The Far Edge of Travel: Albania
We drive into the Ceraunian Mountains of Albania on a switchback-happy coastal road, past walls of black pines and by rickety tables laden with local honey and tea. Slopes spilling down to beaches yield, in season, lemons, oranges, olives. The Ionian Sea shimmers blue to our right, with Corfu visible in the haze.
“These are my mountains, the Thunder Mountains,” my guide, Adrian, says. “I grew up here. They are in my blood.”
Adrian points out a pass below through which Julius Caesar in 48 b.c. led his legions against Pompey. Then he talks of the thousands of Albanians who fled a communist rule that ended in 1992—and says many are coming home.
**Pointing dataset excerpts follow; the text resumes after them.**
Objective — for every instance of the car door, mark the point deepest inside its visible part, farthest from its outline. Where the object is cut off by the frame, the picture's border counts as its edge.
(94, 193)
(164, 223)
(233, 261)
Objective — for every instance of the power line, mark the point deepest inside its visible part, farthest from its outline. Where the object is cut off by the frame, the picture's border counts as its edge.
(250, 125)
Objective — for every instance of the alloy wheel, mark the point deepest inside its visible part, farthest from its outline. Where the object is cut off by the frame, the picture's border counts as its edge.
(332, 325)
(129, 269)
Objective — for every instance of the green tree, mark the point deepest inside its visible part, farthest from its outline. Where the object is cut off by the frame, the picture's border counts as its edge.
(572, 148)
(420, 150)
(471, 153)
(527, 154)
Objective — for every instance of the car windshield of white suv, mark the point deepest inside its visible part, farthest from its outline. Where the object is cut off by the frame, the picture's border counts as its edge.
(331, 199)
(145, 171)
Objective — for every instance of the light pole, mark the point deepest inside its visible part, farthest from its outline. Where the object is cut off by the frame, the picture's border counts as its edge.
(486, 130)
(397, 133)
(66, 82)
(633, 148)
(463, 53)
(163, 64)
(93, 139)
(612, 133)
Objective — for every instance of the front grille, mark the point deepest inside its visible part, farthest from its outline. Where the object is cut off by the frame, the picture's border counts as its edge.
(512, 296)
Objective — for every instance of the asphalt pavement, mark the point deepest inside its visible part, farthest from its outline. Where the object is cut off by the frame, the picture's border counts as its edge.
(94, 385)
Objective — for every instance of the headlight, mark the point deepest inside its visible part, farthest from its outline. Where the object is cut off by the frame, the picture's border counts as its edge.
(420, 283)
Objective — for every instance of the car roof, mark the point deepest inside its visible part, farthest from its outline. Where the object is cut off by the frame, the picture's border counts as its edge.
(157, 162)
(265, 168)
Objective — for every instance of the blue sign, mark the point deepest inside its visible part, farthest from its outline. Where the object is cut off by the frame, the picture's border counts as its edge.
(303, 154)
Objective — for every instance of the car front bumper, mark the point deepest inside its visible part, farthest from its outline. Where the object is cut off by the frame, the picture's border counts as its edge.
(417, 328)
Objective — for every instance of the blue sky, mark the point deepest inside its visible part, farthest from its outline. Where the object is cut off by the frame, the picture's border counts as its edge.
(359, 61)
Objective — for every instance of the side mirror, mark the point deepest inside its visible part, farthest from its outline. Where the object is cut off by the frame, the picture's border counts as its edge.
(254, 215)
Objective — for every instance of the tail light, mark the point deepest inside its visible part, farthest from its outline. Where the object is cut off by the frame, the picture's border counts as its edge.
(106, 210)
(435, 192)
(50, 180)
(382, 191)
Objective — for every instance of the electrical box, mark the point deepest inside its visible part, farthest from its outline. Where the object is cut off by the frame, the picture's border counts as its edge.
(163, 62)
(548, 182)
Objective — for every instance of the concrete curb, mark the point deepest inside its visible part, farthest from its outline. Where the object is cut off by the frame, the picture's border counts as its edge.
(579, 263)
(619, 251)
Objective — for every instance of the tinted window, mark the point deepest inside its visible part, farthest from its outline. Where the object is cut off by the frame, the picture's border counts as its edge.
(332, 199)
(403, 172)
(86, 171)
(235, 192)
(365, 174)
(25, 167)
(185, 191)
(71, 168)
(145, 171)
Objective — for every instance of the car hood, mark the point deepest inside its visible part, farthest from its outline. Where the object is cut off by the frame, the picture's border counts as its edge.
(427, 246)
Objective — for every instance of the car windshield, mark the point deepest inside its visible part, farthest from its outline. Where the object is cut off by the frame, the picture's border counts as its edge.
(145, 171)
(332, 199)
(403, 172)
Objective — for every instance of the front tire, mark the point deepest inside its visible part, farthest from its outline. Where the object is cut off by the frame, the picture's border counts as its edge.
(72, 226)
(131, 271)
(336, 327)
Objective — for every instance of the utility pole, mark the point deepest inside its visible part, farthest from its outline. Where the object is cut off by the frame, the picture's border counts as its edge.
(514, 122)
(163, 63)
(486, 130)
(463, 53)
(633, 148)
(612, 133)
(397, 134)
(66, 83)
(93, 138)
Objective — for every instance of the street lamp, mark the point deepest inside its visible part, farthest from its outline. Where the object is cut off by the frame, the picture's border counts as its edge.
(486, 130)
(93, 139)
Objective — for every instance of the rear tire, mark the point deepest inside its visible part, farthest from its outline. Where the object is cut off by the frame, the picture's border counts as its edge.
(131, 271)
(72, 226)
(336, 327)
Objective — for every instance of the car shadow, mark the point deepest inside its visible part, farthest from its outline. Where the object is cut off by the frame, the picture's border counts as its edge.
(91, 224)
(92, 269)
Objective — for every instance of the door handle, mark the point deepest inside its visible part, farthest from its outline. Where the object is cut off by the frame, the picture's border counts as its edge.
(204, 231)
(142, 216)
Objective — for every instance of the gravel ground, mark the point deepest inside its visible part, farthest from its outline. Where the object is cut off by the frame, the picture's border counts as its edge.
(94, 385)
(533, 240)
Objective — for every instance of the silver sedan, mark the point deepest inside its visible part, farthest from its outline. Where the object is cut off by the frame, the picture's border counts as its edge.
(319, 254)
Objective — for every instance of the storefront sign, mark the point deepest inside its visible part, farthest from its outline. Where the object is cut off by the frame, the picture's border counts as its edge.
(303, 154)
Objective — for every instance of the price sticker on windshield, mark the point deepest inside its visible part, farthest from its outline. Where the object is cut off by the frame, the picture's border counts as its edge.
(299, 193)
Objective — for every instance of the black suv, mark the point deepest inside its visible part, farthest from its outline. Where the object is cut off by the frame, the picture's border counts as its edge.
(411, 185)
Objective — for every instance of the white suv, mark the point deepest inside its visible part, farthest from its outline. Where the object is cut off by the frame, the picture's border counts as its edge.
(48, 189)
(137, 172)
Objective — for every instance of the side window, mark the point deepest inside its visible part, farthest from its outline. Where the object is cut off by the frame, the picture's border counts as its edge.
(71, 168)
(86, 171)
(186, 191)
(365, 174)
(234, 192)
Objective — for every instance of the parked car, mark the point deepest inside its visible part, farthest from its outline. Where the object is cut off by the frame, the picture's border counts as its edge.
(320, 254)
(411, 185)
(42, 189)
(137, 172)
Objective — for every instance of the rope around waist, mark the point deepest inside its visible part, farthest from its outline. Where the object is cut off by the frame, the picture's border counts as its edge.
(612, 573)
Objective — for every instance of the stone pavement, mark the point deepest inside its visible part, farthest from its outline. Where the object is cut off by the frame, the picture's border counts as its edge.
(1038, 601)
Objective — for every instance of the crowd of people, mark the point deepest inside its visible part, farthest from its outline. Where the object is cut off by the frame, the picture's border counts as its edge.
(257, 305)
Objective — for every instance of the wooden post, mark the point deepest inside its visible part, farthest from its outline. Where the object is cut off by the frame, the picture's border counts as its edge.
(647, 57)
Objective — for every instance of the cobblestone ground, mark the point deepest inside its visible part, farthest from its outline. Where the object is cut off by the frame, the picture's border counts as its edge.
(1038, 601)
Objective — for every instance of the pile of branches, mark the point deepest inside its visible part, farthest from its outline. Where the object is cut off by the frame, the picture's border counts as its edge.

“My grandmother calls this the land of stone and clouds. The stones are those who came back, who are rooted to the earth,” he says. “The clouds wander, seeking a place to settle.”
We rumble in a 4×4 on gravel roads through olive groves to Pilur, a village where, under a chestnut tree, elders burst into impromptu polyphony, a UNESCO-recognized blend of musical voices that dates back more than a thousand years. Then we dine alfresco on local figs, plums, eggs, petulla (fried dough), tart goat cheese, and sausage, washed down with home-brewed rakija and wine out of soda bottles.
Travelers have largely overlooked the Balkan region, which has long been shrouded by a troubled past. But its enigmatic nature may prove to be its most potent drawing card. We’ve seen this happen elsewhere: Papua New Guinea, Myanmar, Bhutan.
It may seem a vicarious glimpse of a far-off land. Yet, as with Albania, it may soon be within reach.